Fruit ripeness detection and automated harvesting represent essential components of precision agriculture, yet manual methods remain labor-intensive, inconsistent, and inefficient. This paper introduces a smart agricultural solution that leverages edge computing and computer vision to automate ripeness detection and harvesting. The system employs an ESP32-CAM module to capture fruit images and performs real-time classification using HSV color space analysis. Once ripeness is detected, the data is transmitted via Wi-Fi to a NodeMCU microcontroller, which activates a robotic arm with a servo motor and soft gripper for precise harvesting. Ripeness data and harvesting events are logged in a centralized database, ensuring traceability and enhancing transparency. The system was evaluated using apples and mangoes, demonstrating high accuracy and adaptability across fruit types. By minimizing latency and reducing reliance on manual labor, the platform increases efficiency and consistency in the harvesting process. The integration of edge computing and automated actuation makes the system scalable, cost-effective, and well-suited for smart farming applications, advancing sustainability and productivity in modern agriculture.
Introduction
Overview:
Fruit ripeness detection is a major challenge in agriculture due to labor shortages and reliance on manual inspection. This project proposes a low-cost, lightweight solution using MobileNet CNN and edge computing to classify fruit ripeness and automate harvesting with a robotic arm. The system is built for real-time performance on resource-constrained devices like the ESP32-CAM.
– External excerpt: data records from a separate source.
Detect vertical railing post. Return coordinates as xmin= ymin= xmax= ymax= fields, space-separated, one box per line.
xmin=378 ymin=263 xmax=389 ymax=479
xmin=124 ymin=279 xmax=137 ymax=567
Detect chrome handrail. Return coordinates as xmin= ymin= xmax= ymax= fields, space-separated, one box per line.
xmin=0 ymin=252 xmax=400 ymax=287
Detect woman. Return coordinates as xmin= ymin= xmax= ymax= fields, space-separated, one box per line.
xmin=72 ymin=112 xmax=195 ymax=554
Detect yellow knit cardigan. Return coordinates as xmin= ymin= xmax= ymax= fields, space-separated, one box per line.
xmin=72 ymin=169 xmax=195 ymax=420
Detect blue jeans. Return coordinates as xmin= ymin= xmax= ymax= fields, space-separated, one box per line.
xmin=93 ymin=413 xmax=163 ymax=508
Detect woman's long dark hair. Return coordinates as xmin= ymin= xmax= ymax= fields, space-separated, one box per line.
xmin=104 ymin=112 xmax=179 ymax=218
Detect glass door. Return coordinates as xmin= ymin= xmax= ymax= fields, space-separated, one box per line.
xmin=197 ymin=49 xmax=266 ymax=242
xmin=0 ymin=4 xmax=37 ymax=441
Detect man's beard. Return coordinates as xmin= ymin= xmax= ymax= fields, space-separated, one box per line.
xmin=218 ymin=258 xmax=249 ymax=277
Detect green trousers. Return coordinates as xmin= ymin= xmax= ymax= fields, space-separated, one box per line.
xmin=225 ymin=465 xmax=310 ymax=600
Literature Survey Highlights:
Color-Based Detection: Early models used RGB and HSV color spaces but suffered from lighting sensitivity and processing delays.
Shape & Texture Analysis: More accurate but computationally heavy and sensor-dependent.
Deep Learning Models: CNNs improve accuracy but demand high resources, limiting real-time edge use.
Edge Computing Systems: ESP32-CAM-based solutions reduce latency and cost but often lack full automation.
Robotic Harvesting: Systems with robotic arms show promise but struggle with environmental variability and cost.
Hybrid Approaches: Combine machine vision, IoT, and robotics but face challenges with adaptability, cost, and complexity.
Proposed System:
A compact, efficient fruit harvesting system that:
Uses ESP32-CAM for real-time image capture and local HSV-based ripeness detection.
Employs Wi-Fi communication to send ripeness/location data to NodeMCU.
Controls a servo motor-driven robotic arm with a soft gripper for non-destructive harvesting.
Operates entirely on edge devices, reducing reliance on cloud infrastructure.
Modular design supports various fruit types and is well-suited for small-scale and remote farming.
Methodology:
Image Processing: Local image analysis using OpenCV in HSV space. Steps include resizing, noise filtering, thresholding, and contour detection.
Edge Computing: ESP32-CAM handles all processing locally; NodeMCU controls the robotic arm based on transmitted data.
Robotic Arm Control: Precision movement using servo motors guided by real-time feedback.
Plucking Mechanism: Soft gripper picks fruits gently and accurately, reducing waste and damage.
Implementation Details:
Dataset: 10,000 labeled fruit images (apples, mangoes) under diverse conditions.
Model Training: MobileNet with preprocessing (resizing, normalization, Gaussian filtering) and augmentation for robustness.
Hardware Components:
NodeMCU (ESP8266): Microcontroller for control logic and communication.
ESP32-CAM: Captures and processes images; supports real-time inference.
LCD Display: Shows ripeness and system data.
Power System: Includes transformer and rectifier for stable DC supply.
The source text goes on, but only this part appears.